Employees’ risky IT behavior can open the floodgates of cybersecurity threats and attacks. As cybersecurity threats continue to evolve, protecting Personally Identifiable Information (PII) and safeguarding sensitive data is more important than ever. Human error is the single biggest cause of data breaches. According to Cybint, a global cyber education company, “95% of cybersecurity breaches are due to human error.”
To thwart cybersecurity threats and attacks and avoid compliance issues, cybersecurity awareness training has fast become a requirement for employees, and many regulatory standards such as SOX, PCI, HIPAA, and CCPA codify this in their regulations.
Here are the top 7 cybersecurity awareness training tips for employees, according to the National Institute of Standards & Technology (NIST).
1 - Protect Your Sensitive Information and Data - You must be aware of unsolicited emails, phone calls, instant messages, or text messages. Scammers use these malicious channels to compromise your PII, like your credit card number or social security number. Moreover, fraudsters create email addresses and websites that look legitimate. They use phishing attacks to trick you into entering private data. In fact, they offer incentives such as free stuff, gifts, business opportunities, and so forth.
To avoid an online scam, you should not share your or your company’s data with anyone other than legitimate sources; if you’re not sure it’s legitimate, call and verify – when I doubt, give a shout out! Use spam filters and never enter your personal information in response to pop-up web pages.

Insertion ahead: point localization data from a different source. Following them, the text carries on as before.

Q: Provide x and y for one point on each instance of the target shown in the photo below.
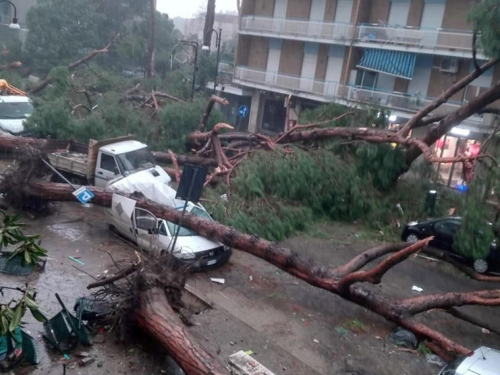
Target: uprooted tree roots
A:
(147, 294)
(347, 281)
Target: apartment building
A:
(398, 54)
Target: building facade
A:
(399, 54)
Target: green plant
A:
(11, 234)
(10, 317)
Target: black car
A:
(444, 230)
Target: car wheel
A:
(412, 238)
(480, 266)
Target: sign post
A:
(83, 194)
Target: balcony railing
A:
(436, 40)
(315, 87)
(276, 27)
(431, 39)
(332, 90)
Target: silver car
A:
(484, 361)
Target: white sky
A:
(188, 8)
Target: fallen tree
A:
(348, 280)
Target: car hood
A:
(13, 126)
(195, 244)
(484, 361)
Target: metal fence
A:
(317, 30)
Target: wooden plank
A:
(246, 365)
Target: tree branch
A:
(72, 66)
(374, 275)
(444, 97)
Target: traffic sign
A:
(83, 195)
(243, 111)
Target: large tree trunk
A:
(336, 280)
(158, 319)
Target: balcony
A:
(434, 41)
(321, 32)
(304, 87)
(403, 102)
(332, 91)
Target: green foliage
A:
(11, 234)
(475, 235)
(486, 17)
(10, 317)
(274, 195)
(177, 120)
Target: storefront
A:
(458, 142)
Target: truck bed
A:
(70, 161)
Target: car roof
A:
(14, 99)
(484, 361)
(123, 147)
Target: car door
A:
(121, 215)
(444, 231)
(144, 222)
(106, 169)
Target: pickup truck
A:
(101, 161)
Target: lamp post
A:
(195, 68)
(217, 44)
(14, 24)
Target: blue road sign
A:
(83, 194)
(243, 111)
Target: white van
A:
(155, 234)
(484, 361)
(14, 110)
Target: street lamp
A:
(14, 24)
(195, 68)
(217, 44)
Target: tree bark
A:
(158, 319)
(72, 66)
(399, 311)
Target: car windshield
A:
(184, 232)
(138, 159)
(451, 368)
(14, 111)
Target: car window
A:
(108, 162)
(447, 227)
(144, 220)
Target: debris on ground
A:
(244, 364)
(402, 337)
(435, 360)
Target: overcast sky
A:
(187, 8)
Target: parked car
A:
(444, 230)
(156, 234)
(484, 361)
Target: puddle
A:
(66, 231)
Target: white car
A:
(155, 234)
(484, 361)
(14, 110)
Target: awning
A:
(396, 63)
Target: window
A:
(447, 227)
(367, 79)
(184, 232)
(108, 163)
(145, 220)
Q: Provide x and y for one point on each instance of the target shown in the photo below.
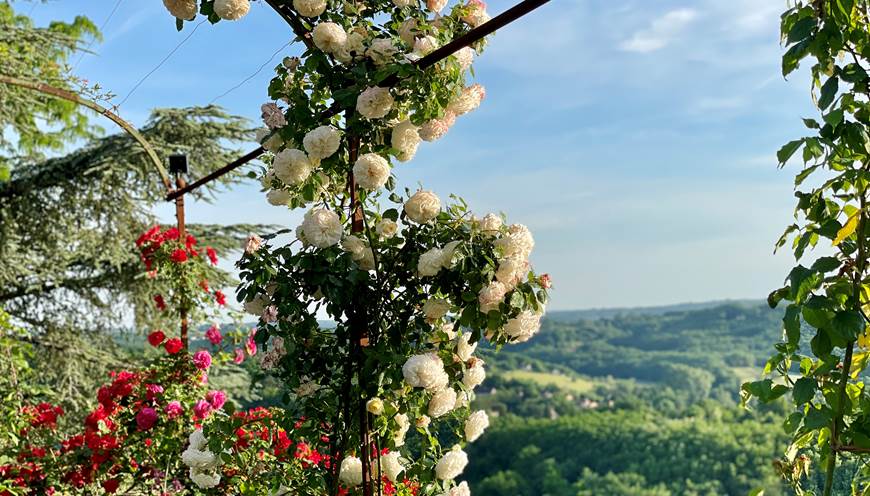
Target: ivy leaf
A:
(847, 230)
(804, 390)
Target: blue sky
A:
(636, 138)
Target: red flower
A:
(111, 485)
(173, 346)
(161, 303)
(212, 255)
(178, 256)
(156, 337)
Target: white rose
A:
(491, 296)
(403, 426)
(278, 197)
(391, 465)
(181, 9)
(231, 10)
(322, 228)
(329, 37)
(386, 228)
(422, 207)
(405, 139)
(292, 166)
(425, 371)
(475, 374)
(523, 327)
(467, 100)
(374, 102)
(375, 406)
(442, 402)
(430, 263)
(382, 51)
(435, 308)
(475, 425)
(309, 8)
(451, 465)
(464, 349)
(321, 142)
(371, 171)
(351, 471)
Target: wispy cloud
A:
(660, 32)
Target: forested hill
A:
(633, 403)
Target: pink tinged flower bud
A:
(202, 360)
(146, 418)
(173, 409)
(216, 399)
(202, 409)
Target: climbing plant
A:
(820, 363)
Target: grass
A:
(567, 383)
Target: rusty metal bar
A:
(445, 51)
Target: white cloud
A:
(660, 32)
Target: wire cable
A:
(170, 54)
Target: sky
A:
(635, 138)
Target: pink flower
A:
(213, 334)
(173, 409)
(152, 390)
(202, 359)
(216, 399)
(146, 418)
(202, 409)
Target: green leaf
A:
(786, 152)
(829, 92)
(804, 390)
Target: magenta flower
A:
(146, 418)
(202, 359)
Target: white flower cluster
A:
(201, 462)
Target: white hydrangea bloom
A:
(204, 480)
(523, 327)
(232, 10)
(467, 100)
(451, 465)
(422, 207)
(329, 37)
(405, 139)
(371, 171)
(386, 228)
(181, 9)
(391, 465)
(425, 371)
(475, 425)
(278, 197)
(491, 296)
(322, 228)
(351, 471)
(374, 102)
(475, 374)
(403, 425)
(309, 8)
(435, 308)
(425, 45)
(382, 51)
(292, 166)
(464, 349)
(442, 402)
(436, 128)
(321, 142)
(464, 57)
(430, 263)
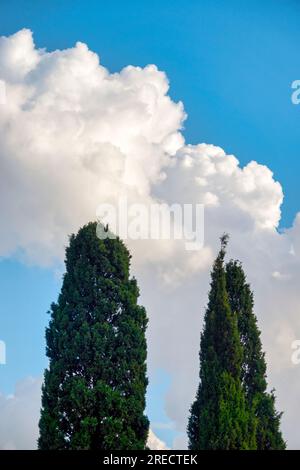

2 - Be Aware of the Dangers of Removable Media - Removable media must only be inserted or plugged into your computer if you trust the source. For instance, if you find a USB flash drive near your office, it would probably not be an accident. Instead, hackers may plant it there. The USB may contain a preinstalled malware. No sooner do you connect it to your computer than attackers can gain initial network access, deliver malware, steal credentials or company secrets, perform data exfiltration, or destroy data. Preventive measures include disabling autorun on all computers, disallowing use of removable media, encrypting information on removable media, applying strong password policies, using an antivirus program, and reporting missing removable media immediately.
3 - Use Strong Password and Authentication - It is highly recommended to use passwords that are strong, long, and difficult for hackers to guess. The strong password thwarts password attacks such as a rainbow table, dictionary attack, and brute-force attack. When creating a password, never use your personal information such as name, country name, birthday, or vehicle number. Create a password that is at least 12 characters long. Use a mix of at least 3 character types such as uppercase and lowercase letters, numbers, and symbols. Never use the same password for more than one account. Use multifactor authentication for the accessing sensitive or personal accounts. In fact, multifactor authentication would add an additional layer of security to all of your accounts.
4 - Adhere to Clean Desk Policy - The Clean Desk Policy states that critical information on the desk should be limited to what is currently necessary. When you leave the office, you must securely store all confidential and private information.
5 - Ensure Physical Security - Prying eyes may observe & steal your password as you are typing it on a screen - this method is known as “Shoulder Surfing.” Letting someone follow you through a door into a restricted area can also be dangerous - this technique is referred to as “Tailgating.” Physical security is ensured through hardware locks (e.g., biometric lock, finger or retina scanner, smart cards or PIN locks), mantraps, proper lighting, proximity readers, fencing, video surveillance, barricades, guards, alarms, and motion detectors.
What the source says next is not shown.